Het tijdperk van de leugens - Aflevering 2: De structureel verbannen waarheid
Het
tijdperk van de leugens
Aflevering
2: De structureel verbannen waarheid
De
parrhèsiast of de vrijmoedige spreker, aldus Michel Foucault,
onderscheidt zich van de profeet, van de wijze en van de onderwijzer:
hij spreekt immers niet over de toekomst of het lot doch over het
heden en hij spreekt duidelijke taal (waar de profeet het over de
eindtijd heeft en in raadsels spreekt), hij heeft een heilige plicht
om te spreken (waar de wijze zich vaker in stilzwijgen hult) en zijn
spreken is risicovol, hij staat er persoonlijk borg voor, het is
ethisch geladen (waar de onderwijzer slechts plichtmatig kennis
doorgeeft). (1)
Het begrip
parrhêsia duikt voor het eerst op bij Euripides als het
burgerrecht om zijn mening te geven over zaken van algemeen
belang en buitenlanders, bannelingen, slaven en geschandaliseerden
missen het. Maar wat later (in de vierde eeuw v.C.) geldt de
parrhêsia plotseling niet langer als een recht doch als "een
gevaarlijke praktijk met dubbelzinnige gevolgen, die niet zonder
voorzorgsmaatregelen en beperkingen uitgeoefend kan worden." (2)
Foucault
legt uit dat dit komt doordat bij uitstek de Atheense democratie die
prat gaat op dit recht van spreken het 'ethisch onderscheid'
verliest: "De waarden lijken zich om te keren en de
democratie verschijnt nu juist als de plaats waar de parrhêsia
(het waarheidsspreken, het recht om je mening te geven en de moed om
tegen die van anderen in te gaan) steeds onmogelijker of in elk geval
gevaarlijk wordt [voor de stadstaat](...) omdat de vrijheid om het
woord te nemen allen, wie dan ook, gegeven is" (3), dus ook
aan dronkaards, gekken, dieven en vleiers, wiens meningen het
algemeen belang schaden maar ook het belang van het individu dat dit
spreekrecht goed gebruikt.
Zo voert in
de Apologie Socrates aan dat hij zich niet eerder publiekelijk
heeft doen gelden omwille van het gevaar van het vrijmoedige spreken.
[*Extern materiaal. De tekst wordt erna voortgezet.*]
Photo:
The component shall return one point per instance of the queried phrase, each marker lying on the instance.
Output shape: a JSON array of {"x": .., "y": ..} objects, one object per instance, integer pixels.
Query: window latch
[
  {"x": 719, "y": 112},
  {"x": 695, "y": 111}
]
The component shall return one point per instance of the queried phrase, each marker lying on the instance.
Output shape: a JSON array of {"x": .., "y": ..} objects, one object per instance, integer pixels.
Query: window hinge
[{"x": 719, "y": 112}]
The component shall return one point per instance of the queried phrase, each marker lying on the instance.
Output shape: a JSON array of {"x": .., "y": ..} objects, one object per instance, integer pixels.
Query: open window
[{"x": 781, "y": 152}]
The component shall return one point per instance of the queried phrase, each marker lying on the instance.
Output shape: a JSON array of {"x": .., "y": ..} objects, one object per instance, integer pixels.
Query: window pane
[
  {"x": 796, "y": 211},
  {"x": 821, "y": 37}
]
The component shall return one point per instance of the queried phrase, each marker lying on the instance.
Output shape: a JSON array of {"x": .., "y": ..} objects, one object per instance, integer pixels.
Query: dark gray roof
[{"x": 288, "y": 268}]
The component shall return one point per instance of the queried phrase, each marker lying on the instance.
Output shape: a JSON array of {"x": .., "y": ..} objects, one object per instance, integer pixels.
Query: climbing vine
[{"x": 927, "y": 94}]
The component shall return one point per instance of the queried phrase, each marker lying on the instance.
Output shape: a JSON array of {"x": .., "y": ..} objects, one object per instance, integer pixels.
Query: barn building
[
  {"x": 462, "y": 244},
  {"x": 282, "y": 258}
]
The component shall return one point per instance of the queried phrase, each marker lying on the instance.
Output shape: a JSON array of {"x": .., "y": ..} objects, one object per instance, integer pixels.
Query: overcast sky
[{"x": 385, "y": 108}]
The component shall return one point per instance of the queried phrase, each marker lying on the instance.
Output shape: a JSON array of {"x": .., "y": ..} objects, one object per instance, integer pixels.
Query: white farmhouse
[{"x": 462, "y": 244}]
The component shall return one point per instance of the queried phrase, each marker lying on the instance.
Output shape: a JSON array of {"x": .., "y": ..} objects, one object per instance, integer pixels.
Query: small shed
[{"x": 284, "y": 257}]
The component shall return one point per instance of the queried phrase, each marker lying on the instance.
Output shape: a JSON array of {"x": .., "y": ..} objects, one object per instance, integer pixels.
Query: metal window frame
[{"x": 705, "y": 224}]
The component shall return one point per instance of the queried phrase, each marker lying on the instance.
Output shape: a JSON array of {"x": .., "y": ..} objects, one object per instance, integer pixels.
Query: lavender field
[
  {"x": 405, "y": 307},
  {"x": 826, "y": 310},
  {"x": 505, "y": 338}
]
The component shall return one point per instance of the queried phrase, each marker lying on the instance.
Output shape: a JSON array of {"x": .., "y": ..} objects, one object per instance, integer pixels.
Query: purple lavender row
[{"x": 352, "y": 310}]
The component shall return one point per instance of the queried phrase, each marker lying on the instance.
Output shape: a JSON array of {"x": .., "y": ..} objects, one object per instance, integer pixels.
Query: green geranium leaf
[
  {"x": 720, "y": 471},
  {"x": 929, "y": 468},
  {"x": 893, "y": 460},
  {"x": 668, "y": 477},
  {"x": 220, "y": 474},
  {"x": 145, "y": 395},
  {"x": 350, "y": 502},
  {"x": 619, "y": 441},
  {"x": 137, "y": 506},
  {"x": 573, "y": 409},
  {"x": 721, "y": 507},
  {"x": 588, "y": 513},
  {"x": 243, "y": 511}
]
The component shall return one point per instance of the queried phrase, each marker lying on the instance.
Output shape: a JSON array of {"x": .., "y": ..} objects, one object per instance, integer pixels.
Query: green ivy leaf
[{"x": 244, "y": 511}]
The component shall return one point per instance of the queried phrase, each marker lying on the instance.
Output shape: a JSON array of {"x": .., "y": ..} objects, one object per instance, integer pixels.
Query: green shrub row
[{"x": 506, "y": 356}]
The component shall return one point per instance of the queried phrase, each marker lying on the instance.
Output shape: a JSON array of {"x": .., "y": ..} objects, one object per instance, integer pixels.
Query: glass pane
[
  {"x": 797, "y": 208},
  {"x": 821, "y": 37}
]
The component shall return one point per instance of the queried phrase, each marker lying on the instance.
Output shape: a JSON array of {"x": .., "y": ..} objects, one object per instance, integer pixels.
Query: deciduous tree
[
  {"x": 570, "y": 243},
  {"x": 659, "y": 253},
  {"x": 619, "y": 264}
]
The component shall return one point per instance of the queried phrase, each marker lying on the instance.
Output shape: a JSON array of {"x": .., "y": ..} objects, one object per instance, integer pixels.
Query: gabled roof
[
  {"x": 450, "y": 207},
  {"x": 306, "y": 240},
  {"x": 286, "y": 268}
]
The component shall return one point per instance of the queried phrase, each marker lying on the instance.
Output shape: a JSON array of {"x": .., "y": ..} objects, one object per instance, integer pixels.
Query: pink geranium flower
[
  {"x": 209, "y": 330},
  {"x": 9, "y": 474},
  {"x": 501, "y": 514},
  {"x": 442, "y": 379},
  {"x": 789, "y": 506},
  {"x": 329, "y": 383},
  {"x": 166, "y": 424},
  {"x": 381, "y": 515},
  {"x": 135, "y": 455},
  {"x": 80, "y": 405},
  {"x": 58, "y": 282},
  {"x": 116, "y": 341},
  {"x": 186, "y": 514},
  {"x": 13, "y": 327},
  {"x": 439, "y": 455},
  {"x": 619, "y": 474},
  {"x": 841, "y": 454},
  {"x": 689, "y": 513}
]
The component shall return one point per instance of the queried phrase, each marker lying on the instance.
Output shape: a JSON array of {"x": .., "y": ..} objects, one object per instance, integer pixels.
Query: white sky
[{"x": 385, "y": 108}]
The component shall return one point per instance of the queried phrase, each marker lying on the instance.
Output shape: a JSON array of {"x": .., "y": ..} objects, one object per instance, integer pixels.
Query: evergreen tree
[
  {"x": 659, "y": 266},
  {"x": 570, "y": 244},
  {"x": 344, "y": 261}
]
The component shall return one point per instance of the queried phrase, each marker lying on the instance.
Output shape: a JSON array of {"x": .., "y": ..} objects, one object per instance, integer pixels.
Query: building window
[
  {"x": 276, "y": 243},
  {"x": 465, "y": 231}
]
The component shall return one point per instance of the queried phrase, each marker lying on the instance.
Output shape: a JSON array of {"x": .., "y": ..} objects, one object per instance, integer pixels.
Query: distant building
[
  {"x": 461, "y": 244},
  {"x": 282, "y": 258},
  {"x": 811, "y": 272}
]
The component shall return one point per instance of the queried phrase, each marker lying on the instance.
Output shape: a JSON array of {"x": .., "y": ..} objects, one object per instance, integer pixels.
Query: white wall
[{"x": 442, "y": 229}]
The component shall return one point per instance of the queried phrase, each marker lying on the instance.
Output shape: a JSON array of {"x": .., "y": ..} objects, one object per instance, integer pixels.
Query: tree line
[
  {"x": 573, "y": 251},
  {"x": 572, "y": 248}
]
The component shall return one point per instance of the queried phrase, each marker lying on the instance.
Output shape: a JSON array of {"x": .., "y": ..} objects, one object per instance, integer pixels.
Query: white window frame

[Socrates:] "'(...) want niemand zal het er levend afbrengen
die zich eerlijk (gnêsiôs:
uit nobele motieven; M.F.) wil verzetten tegen een massa [want die]
stelt zich bloot aan de dood.'" (4)
"Hoe
komt het dat het ware vertoog in de democratie machteloos is?",
zo vraagt Foucault zich af en
hij komt tot een bijzonder besluit: de democratie kan de goede
van de slechte redenaar niet onderscheiden, zij moet hoe dan ook
luisteren naar de meerderheid (de slechtsten) terwijl de besten in de
minderheid zijn: het spreken van waarheid is in een democratie
structureel onmogelijk. (5)
En aldus
sluiten voor Plato de democratie en het waarheidspreken elkaar uit en
in dat verband vergelijkt hij de democratie dan ook met het beruchte
narrenschip en derhalve moeten goede bestuurders "zich
baseren op een waar vertoog, dat democraten en demagogen zal
verbannen". (6) Aristoteles is het daarmee niet eens en het
thema blijft onbeslist.
Vermeldenswaardig
in dat verband is het verschijnsel van het ostracisme: "de
maatregel waarover de Atheense stadstaat beschikte en die het volk
toestond om een individu te verbannen, niet zozeer vanwege een
vergrijp of een misdaad die het zou hebben begaan, maar enkel en
alleen omdat zijn prestige, zijn voortreffelijkheid, de bijzondere
eigenschappen waar hij blijk van gaf, hem te zeer boven de andere
burgers plaatsten." (7) Dit principe werd verdedigd op grond
van de mening dat een volk is zoals een schilderij dat door
dergelijke uitschietende details ontsierd wordt!
(Wordt
vervolgd)
(J.B.,
27 augustus 2020)
Verwijzingen:
(1) Michel
Foucault, De moed tot waarheid. Het bestuur van zichzelf en de
anderen II, Colleges aan het Collège de France (1983-1984), met
woord vooraf en redactie door François Ewald en Alessandro Fontana.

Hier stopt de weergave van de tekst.